Of course, as an immigrant to this country, Madeleine herself has always brought additional empathy to her work and a deeper appreciation for the need to bridge differences and opinions. And over the course of her career and in her post-government work, Madeleine has brought us together again and again to make a better world.
As she’s done so, Madeleine’s helped ensure our nation is safer, stronger, and, yes, indispensable. And because she’s stood up for America’s standards and ideals – shared by people and nation’s around the world – she’s also helped make the world more peaceful, and its people freer, healthier, and more prosperous.

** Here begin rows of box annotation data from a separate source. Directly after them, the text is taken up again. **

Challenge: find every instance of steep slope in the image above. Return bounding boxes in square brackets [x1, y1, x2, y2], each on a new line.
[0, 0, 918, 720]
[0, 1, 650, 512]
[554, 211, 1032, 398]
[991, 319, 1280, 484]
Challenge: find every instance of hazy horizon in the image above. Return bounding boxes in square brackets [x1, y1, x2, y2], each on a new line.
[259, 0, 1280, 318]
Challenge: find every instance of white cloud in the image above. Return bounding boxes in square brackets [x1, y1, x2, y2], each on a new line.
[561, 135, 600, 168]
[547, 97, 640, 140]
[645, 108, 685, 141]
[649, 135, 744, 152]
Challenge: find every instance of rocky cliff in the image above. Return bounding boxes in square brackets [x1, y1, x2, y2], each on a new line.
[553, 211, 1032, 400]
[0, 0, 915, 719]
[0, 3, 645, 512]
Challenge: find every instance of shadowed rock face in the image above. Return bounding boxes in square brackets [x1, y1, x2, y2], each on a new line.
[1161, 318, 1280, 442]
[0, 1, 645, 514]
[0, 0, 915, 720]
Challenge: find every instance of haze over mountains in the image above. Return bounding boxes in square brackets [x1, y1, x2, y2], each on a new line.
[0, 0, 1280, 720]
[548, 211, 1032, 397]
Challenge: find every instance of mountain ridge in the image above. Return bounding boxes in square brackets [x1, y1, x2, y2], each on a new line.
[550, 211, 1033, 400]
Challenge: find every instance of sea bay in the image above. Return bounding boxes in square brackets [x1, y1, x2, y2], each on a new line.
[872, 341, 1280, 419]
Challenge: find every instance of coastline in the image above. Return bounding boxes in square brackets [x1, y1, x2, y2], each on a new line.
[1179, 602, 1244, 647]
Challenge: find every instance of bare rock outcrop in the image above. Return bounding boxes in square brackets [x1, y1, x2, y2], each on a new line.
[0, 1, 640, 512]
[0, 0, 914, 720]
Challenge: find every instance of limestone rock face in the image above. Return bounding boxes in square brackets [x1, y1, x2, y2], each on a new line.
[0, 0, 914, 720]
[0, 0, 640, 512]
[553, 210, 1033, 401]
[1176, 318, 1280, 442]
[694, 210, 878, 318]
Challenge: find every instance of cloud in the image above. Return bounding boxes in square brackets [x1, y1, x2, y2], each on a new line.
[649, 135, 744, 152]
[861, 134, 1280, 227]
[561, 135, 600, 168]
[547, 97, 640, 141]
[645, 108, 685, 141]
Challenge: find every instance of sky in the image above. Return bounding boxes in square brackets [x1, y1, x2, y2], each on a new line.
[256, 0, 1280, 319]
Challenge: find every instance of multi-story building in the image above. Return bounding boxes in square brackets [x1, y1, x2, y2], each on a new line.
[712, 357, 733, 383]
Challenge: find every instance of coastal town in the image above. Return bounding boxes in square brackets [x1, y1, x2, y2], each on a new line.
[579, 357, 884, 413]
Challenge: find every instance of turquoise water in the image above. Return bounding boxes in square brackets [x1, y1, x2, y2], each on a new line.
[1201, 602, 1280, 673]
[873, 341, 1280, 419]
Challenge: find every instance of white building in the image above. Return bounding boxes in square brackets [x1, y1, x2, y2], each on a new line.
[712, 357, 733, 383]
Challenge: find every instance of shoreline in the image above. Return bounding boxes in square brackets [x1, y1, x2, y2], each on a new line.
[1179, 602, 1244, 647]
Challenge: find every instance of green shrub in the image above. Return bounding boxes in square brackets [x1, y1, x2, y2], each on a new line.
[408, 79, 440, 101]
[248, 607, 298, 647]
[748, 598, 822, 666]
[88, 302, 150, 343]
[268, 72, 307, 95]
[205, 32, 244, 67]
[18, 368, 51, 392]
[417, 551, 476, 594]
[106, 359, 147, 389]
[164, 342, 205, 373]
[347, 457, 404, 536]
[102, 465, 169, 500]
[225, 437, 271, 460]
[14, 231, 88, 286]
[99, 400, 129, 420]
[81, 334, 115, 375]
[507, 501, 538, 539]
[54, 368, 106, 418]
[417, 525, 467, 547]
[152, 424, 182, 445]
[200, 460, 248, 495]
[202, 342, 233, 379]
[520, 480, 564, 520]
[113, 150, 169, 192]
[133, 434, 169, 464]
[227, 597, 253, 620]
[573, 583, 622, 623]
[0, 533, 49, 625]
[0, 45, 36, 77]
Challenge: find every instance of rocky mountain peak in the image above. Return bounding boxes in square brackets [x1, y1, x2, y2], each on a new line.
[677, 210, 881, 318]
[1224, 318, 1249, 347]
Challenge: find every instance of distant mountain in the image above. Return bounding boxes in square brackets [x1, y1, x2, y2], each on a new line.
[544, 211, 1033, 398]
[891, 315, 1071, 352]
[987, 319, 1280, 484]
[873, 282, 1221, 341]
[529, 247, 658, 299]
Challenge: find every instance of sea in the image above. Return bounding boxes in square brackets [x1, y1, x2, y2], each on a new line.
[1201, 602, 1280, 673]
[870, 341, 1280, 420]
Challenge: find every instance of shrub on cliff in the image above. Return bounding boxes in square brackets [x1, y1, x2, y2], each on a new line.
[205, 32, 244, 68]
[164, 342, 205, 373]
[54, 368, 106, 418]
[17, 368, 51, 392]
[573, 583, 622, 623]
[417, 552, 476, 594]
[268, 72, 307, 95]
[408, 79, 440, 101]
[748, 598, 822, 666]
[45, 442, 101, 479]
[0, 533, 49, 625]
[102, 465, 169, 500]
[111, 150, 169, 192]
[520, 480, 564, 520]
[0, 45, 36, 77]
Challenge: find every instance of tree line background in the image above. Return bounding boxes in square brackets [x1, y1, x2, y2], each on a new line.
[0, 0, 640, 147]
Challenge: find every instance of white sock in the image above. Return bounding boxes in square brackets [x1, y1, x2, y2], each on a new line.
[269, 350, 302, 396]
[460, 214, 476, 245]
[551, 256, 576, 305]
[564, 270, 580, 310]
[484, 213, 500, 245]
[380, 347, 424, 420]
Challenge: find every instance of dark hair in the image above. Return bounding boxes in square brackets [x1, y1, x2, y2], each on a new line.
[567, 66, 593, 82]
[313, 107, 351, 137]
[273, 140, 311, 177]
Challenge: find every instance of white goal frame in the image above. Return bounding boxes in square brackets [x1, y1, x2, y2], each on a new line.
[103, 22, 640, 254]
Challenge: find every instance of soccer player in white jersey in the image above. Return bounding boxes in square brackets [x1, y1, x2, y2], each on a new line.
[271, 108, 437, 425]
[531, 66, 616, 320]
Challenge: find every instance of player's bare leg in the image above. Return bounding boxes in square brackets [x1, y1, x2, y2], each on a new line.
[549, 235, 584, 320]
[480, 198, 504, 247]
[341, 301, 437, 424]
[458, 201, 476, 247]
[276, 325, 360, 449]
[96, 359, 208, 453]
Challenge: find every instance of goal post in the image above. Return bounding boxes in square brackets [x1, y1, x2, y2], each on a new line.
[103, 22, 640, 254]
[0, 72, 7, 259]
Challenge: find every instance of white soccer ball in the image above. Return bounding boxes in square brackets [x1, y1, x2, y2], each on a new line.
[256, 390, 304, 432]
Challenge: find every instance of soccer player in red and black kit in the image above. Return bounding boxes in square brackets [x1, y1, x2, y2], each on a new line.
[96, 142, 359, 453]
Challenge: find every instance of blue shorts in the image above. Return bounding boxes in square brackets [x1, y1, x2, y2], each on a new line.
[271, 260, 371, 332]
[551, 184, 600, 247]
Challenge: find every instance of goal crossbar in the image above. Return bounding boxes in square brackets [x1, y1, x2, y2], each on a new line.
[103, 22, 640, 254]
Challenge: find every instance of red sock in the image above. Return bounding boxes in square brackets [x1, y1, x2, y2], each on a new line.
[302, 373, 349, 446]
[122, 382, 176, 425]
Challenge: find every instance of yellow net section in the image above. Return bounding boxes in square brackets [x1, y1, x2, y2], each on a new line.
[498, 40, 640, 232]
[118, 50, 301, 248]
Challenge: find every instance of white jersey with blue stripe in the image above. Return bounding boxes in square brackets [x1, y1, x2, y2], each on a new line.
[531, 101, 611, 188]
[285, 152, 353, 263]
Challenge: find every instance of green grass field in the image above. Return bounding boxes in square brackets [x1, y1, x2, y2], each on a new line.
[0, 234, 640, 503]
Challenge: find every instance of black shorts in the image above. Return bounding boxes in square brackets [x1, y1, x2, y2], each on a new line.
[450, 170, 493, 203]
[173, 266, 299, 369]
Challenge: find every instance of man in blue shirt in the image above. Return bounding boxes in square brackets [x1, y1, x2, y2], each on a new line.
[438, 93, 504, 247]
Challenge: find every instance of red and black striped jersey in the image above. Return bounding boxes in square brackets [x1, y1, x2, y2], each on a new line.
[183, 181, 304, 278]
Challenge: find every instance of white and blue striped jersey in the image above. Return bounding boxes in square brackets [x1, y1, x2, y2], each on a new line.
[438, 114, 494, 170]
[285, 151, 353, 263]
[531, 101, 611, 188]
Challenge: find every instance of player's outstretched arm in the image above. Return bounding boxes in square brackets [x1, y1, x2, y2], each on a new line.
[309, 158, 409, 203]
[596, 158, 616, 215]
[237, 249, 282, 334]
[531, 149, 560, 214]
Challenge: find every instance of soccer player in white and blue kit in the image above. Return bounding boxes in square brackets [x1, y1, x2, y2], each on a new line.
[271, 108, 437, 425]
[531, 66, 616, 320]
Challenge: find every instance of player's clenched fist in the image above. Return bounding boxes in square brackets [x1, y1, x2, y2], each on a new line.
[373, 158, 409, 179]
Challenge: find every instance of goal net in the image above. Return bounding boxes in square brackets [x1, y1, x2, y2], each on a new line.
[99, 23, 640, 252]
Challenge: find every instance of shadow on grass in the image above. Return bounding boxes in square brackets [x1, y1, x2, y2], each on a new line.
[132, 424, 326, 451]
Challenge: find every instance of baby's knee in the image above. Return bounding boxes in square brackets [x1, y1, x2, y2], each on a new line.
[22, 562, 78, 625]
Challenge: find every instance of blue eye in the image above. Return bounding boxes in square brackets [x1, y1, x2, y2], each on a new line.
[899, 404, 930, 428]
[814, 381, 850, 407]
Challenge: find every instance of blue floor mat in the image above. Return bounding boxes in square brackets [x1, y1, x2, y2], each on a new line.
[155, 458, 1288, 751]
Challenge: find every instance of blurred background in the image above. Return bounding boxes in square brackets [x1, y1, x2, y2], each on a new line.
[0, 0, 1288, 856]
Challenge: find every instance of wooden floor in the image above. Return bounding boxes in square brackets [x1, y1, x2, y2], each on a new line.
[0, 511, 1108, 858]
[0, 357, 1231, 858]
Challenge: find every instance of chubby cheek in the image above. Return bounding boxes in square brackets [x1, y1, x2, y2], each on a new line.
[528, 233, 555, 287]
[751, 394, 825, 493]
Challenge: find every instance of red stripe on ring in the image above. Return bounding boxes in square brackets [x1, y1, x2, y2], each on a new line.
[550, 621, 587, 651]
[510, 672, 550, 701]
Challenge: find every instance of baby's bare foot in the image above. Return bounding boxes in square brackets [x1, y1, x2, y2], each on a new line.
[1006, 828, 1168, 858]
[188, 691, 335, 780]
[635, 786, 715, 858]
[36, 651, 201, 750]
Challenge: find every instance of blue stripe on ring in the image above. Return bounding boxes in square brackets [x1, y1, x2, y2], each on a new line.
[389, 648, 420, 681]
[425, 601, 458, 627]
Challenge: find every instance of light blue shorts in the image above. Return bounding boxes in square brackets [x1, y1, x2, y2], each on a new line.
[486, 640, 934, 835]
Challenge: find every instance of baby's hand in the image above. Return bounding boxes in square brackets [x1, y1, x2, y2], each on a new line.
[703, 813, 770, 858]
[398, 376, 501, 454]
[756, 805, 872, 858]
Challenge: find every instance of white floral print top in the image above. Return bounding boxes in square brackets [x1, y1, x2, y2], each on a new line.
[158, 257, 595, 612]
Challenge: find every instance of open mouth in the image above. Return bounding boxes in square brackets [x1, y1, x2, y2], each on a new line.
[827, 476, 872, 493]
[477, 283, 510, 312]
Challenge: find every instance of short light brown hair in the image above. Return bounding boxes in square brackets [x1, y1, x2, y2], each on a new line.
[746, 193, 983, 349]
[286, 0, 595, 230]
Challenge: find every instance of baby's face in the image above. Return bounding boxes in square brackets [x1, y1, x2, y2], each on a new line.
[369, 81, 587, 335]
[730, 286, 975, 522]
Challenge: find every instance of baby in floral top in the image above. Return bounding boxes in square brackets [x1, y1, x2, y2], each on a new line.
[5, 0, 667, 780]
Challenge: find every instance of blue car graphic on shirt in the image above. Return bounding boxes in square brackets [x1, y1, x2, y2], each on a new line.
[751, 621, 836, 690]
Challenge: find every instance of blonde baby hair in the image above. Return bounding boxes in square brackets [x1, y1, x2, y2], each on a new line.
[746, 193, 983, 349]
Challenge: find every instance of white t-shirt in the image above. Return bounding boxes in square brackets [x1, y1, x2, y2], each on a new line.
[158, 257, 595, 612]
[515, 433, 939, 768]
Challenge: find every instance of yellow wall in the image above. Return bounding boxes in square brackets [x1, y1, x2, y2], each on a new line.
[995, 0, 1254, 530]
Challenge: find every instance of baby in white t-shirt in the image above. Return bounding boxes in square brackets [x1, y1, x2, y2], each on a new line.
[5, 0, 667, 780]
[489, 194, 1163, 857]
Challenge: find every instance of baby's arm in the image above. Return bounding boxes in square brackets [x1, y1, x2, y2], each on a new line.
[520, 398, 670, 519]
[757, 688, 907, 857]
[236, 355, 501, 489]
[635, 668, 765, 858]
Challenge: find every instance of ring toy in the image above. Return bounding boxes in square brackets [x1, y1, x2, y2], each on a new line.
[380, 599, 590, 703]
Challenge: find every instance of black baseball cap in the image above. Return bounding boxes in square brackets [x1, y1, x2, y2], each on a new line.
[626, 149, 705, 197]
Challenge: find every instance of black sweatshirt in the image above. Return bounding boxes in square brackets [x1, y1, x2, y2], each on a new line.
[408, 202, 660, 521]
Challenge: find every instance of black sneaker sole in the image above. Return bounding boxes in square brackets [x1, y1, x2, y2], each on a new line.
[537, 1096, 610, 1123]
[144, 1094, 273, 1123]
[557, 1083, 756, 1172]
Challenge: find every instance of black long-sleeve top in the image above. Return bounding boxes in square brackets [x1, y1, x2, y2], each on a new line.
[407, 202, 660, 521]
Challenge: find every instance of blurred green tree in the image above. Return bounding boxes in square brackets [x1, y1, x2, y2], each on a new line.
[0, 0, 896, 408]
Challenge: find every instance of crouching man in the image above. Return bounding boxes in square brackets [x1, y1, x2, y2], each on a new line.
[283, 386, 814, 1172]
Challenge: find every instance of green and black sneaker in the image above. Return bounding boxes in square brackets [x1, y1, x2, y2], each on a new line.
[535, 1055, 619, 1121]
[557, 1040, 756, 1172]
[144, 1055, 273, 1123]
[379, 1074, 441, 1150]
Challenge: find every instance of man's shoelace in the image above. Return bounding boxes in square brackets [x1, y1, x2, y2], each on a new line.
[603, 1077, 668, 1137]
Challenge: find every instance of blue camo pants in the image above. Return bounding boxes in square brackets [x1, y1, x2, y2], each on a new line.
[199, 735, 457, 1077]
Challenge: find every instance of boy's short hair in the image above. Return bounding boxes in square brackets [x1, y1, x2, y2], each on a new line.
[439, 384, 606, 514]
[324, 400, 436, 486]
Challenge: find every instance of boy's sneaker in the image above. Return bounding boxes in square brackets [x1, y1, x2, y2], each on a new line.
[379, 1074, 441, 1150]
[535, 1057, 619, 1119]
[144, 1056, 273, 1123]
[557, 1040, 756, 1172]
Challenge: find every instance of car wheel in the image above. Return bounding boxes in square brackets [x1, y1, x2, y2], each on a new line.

In Washington and in the academy, it’s popular to say that “where you stand depends on where you sit.” But Madeleine’s an exception. Whether on Capitol Hill, at the State Department, on the NSC, or at the UN, her colleagues always knew where Madeleine stood on an issue: for standing up and standing by America’s ideals in the complex eras in which she’s worked…and still works. As she’s helped ensure the United States does so, she has ruffled some feathers – in this building, in the interagency, around the world – she wouldn’t be the Madeleine Albright we all know and love if she hadn’t. But she’s also inspired her colleagues and her country to remember and rededicate themselves – and ourselves – to those values and ideals.
Madeleine has said that, “A successful foreign policy must begin with the world as it is but also work for what we would like it to be.” In her work, Madeleine’s made Washington, her country, and our world what we’d all like them to be: more civilized, more secure, and more hopeful.
Madeleine, yours has been an American life. Nowhere else would your story have been possible. And you’ve dedicated your life to the life of your country. As you’ve done so – and as you continue to do so – you represent the very best of this nation: we’ve never settled for the expedient, we’ve long strived for the exceptional. So have you.
On behalf of the men and women of the Defense Department, and on behalf of a grateful nation, Madeleine, we thank you.
So it is now my great honor to present the Distinguished Public Service Award to Secretary Madeleine Albright.